Cable Line Inc. and McLaughlin Communications Inc. accuse Comcast Cable Communications of Pennsylvania Inc. of enticing them and other local operators to hire and train workers, add offices, borrow money for trucks and equipment – “only to abandon those firms once they had been induced to create the infrastructure necessary for Comcast’s expansion,” according to the lawsuit. The work was given to the larger firms Comcast favored “in order to monopolize the market,” it contends.
Comcast lawyer Joe H. Tucker urged a judge to toss the suit, arguing the firms’ contracts with Comcast should be used to settle disagreements. The court declined to dismiss, and the cable firms’ lawyer, Charles Mandracchia, of Skippack, tells me he has been preparing subpoenas for senior Comcast officials, including chief executive Brian Roberts. Comcast spokeswoman Jenni Moyer said the company had no comment.
“This is about more than my company,” said Kevin Diehl, owner of Cable Line. ” ‘Scale up or die,’ they told us. I bought a Harrisburg warehouse and a Perkasie office.”

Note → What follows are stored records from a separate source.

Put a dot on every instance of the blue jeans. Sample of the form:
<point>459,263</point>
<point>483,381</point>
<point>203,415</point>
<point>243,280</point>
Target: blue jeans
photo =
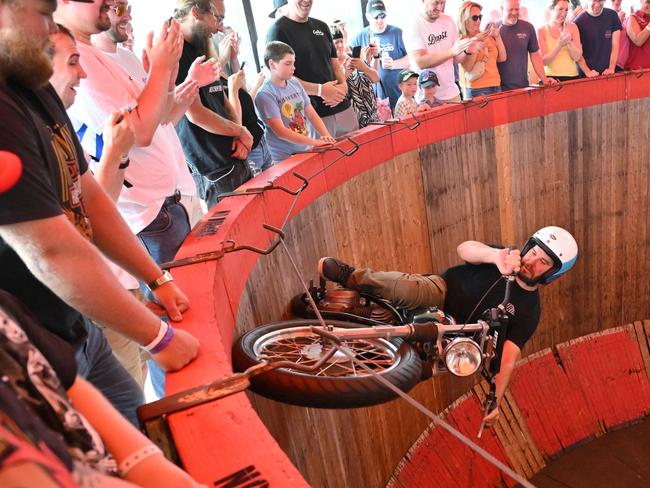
<point>162,238</point>
<point>96,363</point>
<point>479,92</point>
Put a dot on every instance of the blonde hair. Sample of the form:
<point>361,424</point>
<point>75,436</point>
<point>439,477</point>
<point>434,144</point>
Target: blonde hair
<point>463,16</point>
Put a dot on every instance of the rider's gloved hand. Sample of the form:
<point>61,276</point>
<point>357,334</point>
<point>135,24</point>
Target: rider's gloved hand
<point>508,261</point>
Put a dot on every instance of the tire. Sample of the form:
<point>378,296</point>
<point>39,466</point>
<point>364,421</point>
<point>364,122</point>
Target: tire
<point>337,386</point>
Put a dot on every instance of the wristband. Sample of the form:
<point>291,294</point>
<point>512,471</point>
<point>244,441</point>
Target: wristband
<point>164,278</point>
<point>136,458</point>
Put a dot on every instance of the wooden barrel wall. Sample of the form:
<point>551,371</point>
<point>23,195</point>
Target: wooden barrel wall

Diehl claims he built a staff of 120 on Comcast promises. The suit says Comcast also used a clause in its Cable Line contract to block a $6.5 million purchase offer from Exelon.
Diehl said he believed his business had a future with the cable giant – until Comcast abruptly canceled its contracts in 2012 and gave the business to larger firms, which promptly recruited Diehl’s trained workforce.
McLaughlin Communications makes similar claims.
Diehl now runs a company, X Stream Media Group, that installs Dish satellite antennas in Cable Line’s old territory, Bucks and Montgomery Counties.
Data provided shareholders by Dycom, a Florida-based nationwide telecom installer that has acquired smaller firms in each of the past three years, shows AT&T, CenturyLink, and Comcast will jointly account for more than 50 percent of its business next year, up from 39 percent in 2012, after pending mergers are complete.
“This consolidation across the country is very bad for skilled cable technicians, who now have very few choices of employment,” and have complained of pay and benefit cuts, Diehl told me.
Yet installation is still a potentially lucrative business – for whomever controls it, Diehl added. The cable network his company and others built in the Philadelphia suburbs over the past 30 years is “obsolete,” he claimed. Comcast will soon feel obliged to upgrade, he predicted: “It should be fully fiber.”